A process, called Participatory Product Innovation (P2I) underpins the master programme Product Development Processes and originates from the Design for Wellbeing (DfW) framework (Larsson, et.al., 2005). This is an inclusive framework which seeks to bring together business, human issues and technology in a comprehensive approach to support the creation of tomorrow’s innovations. A main principle is that many different disciplines should contribute to spur innovation by collaboration across disciplines (Larsson, et.al., 2007). The P2I process starting position is in Needfinding (Patnaik and Becker, 1999), were the students conduct observations and interviews to gain access to qualities in the users’ context. An identified challenge here is to keep people in view and not jump into conclusions, i.e., to understand a situation perceived by its actors as problematic and to widen the design space.

Product/Service-Systems at DTU

Besides the teaching of traditional engineering skills, the curriculum for the project course aims to build up multidisciplinary competences such as understanding the socio technical aspects of product design and synthesis of products and delivery systems. The students are assigned to redesign an existing physical product, such as a washing machine, and turn it into a product/service-system.
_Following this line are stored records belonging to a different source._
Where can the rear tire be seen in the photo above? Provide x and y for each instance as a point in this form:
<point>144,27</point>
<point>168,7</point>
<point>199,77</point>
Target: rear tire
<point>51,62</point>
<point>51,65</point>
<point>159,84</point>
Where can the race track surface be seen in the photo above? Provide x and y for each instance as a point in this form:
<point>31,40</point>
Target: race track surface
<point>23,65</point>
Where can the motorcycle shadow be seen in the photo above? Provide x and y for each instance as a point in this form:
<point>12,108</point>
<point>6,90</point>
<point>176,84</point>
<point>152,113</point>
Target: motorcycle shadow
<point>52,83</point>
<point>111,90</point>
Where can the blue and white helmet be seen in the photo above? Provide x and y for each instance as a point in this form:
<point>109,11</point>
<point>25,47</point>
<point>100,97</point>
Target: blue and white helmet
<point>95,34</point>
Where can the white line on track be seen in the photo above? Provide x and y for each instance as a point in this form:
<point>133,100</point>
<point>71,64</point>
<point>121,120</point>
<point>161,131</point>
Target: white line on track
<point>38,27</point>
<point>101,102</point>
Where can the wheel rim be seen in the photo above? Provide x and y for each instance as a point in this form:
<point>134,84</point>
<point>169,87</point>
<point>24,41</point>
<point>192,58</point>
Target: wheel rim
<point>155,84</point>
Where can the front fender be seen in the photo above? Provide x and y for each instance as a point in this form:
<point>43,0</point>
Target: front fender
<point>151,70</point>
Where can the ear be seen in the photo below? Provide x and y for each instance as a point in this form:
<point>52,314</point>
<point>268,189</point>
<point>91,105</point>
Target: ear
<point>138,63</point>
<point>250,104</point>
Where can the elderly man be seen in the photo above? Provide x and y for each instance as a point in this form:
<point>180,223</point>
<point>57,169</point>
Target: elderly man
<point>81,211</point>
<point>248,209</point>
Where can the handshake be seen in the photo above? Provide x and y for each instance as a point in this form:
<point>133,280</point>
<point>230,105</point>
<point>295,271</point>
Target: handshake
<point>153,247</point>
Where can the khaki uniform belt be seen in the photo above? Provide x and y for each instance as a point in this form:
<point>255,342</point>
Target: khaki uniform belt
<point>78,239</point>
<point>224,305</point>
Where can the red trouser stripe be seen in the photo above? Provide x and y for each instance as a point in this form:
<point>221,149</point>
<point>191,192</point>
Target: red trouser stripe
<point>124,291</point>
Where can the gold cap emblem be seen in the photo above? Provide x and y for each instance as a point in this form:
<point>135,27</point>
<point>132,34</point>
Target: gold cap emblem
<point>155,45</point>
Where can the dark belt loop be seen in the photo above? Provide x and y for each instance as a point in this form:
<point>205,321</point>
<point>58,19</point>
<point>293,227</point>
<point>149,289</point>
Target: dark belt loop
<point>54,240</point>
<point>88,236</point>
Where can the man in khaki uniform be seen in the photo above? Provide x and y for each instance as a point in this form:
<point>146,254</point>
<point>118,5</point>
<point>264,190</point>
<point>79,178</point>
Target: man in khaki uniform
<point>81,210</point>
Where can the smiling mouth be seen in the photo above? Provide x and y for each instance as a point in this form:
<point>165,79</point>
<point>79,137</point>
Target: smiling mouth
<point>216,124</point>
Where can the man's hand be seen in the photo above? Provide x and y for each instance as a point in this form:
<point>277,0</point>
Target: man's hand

The main objective for the project is that the resulting solution should have a substantially lower environmental impact whilst maintaining a similar functional performance as the initial product.

The student teams are first guided through an analysis of the initial product’s product life cycle, yielding insights into four aspects of product design:

1. indentification of current environmental impacts, 2. life phase systems the product encounters,

3. activities that involve the human actor (i.e. customer) and the product,

4. actor-network that support and supply these activities throughout the product’s life.

Based on the analysis, goals are set for the improved solution and concepts are developed for a new product/service-system. This way the students are lead through engineering and socio- technical analysis tasks and thereby laying the foundation for their synthesis work in the concept development phase of the project.

Concluding Remark

By emphasising socio technical aspects in a process model or in a project course, the students are more likely to consider users, their context and sustainable solutions. This we see as essential competencies in product/service-system design and functional product development.

References

Larsson, A., Larsson, T., Leifer, L., Van der Loos, M., Feland, J. (2005), Design for Wellbeing: Innovations for People, In proceedings of 15th International Conference on Engineering Design, ICED 05, August 15-18, Melbourne, Australia.

McAloone, T.C., Andreasen, M.M., Boelskifte, P. (2007), A Scandinavian Model of Innovative Product Development, In Proccedings of the 17th CIRP Design Conference, Springer-Verlag, Berlin.

Patnaik, D., Becker, R. (1999), Needfinding: The Why and How of Uncovering People’s Needs, Design Management Journal, 10 (2), 37-43.